This one is good, but I would exclude Russia and Venezuela from the list. In Russia Putin will retire in 2024 and transition to the new leadership will be soft and non-violent. Likely this will mean some positive changes in internal and foreign policy. Venezuela depends on Russian support, there’s no intrinsic stability, and current regime may collapse as a result of some US-Russia deal (as it happened with unification of Germany).
Nevertheless the regime in Syria will stay for another 10-15 years, with some territory still occupied by foreign powers.
> In Russia Putin will retire in 2024 and transition to the new leadership will be soft and non-violent. Likely this will mean some positive changes in internal and foreign policy.

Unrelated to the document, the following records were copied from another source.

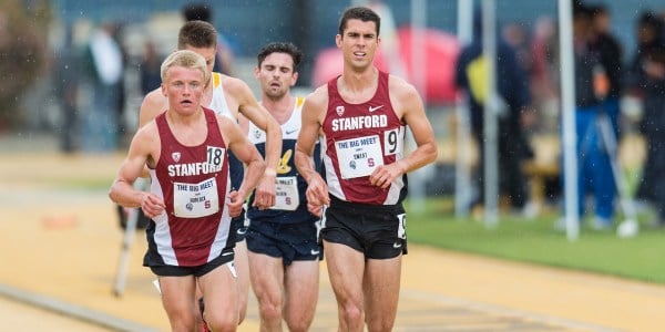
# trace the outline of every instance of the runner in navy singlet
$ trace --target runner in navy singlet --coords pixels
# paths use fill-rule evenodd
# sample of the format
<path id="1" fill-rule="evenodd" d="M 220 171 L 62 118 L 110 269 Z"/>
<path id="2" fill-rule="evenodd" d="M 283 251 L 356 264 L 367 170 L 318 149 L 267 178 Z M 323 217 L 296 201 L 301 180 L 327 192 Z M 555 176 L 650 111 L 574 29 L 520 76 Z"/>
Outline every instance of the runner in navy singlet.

I doubt that. Just because the constitution says Putin must retire in 2024 doesn't mean that he will. He could change the constitution to stay in power longer, outright ignore it, or transition into a different official role but still wield the power: consider the swapping trick he did with Medvedev a decade ago. Furthermore, the corruption in Russia has been running so deep and so long that any successor is going to have a large degree of ideological similarity with and loyalty to Putin--everyone who hasn't has been purged and will be disqualified from any attempted succession race.
Constitution will be respected: Russian elites would consider it too dangerous to violate and until now have always followed the letter of law (see the annexation of Crimea). The change of it is possible but only to a stricter rule of two terms (Putin hinted at this possibility recently).
The successor will be loyal not to Putin personally, but to their mutual agreement, which will be fulfilled. He or she will not necessarily have the same views - there’s a precedent of such transition and it will likely be used in 2024. Moreover, it will be more convenient for everyone to put there a centrist or a technocrat with some political weight (former governor or member of parliament, like Dumin or Matvienko). Corruption won’t be a significant factor here, at least no more than it is in US primaries.